When this equation is of the third degree, the lines which result are of the third order, &c. And as lines of the second order, are the simplest curves, they are also called curves of the first order ; so that lines of the third order are curves of the second, and so forth. Of the first species or order there is only the right line. There are four lines of the second order ; 72 of the third, (as may be seen in Newton's Enumeratio Linearum tertii Ordinis, and in the works of more recent Geometers, as Maclaurin, Emerson, Euler, Cramer, &c.; and there are a still greater number of the fourth order.
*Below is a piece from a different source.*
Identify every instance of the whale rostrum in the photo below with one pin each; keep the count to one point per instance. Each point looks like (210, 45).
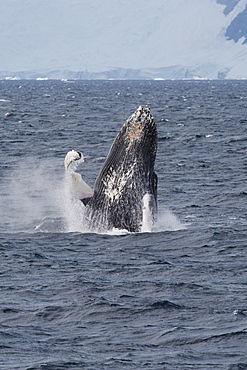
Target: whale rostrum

13. But in this division of lines into different orders, it must be observed, that we comprehend geometrical curves only. This term is applied to those curves which have for their abscissæ and ordinates right lines, whose relation can be determined geometrically. Thus a curve having for its abscissæ circular arcs, or right lines equal to sines, would not be a geometrical curve. Such a curve would be one of those called mechanical or transcendental. The former sort are also called algebraical curves.

In the examination of a curve, the principal object of the analysis is

Ist. To find the equation when the curve is given ; or to trace the curve, when the equation is given.

2ly. To determine its tangent.
3ly. To ascertain its curvature in any given point.
4ly. To find its greatest or least ordinates.

5ly. To obtain its exact quadrature, if susceptible of it; or at least its approximate quadrature.

6ly. To find its rectification ; that is to determine the length of a right line equal to any one of its arcs.

Algebra is undoubtedly competent to all these investigations; but fluxions, or as it is also termed the differential and integral calculus, is much more expeditious.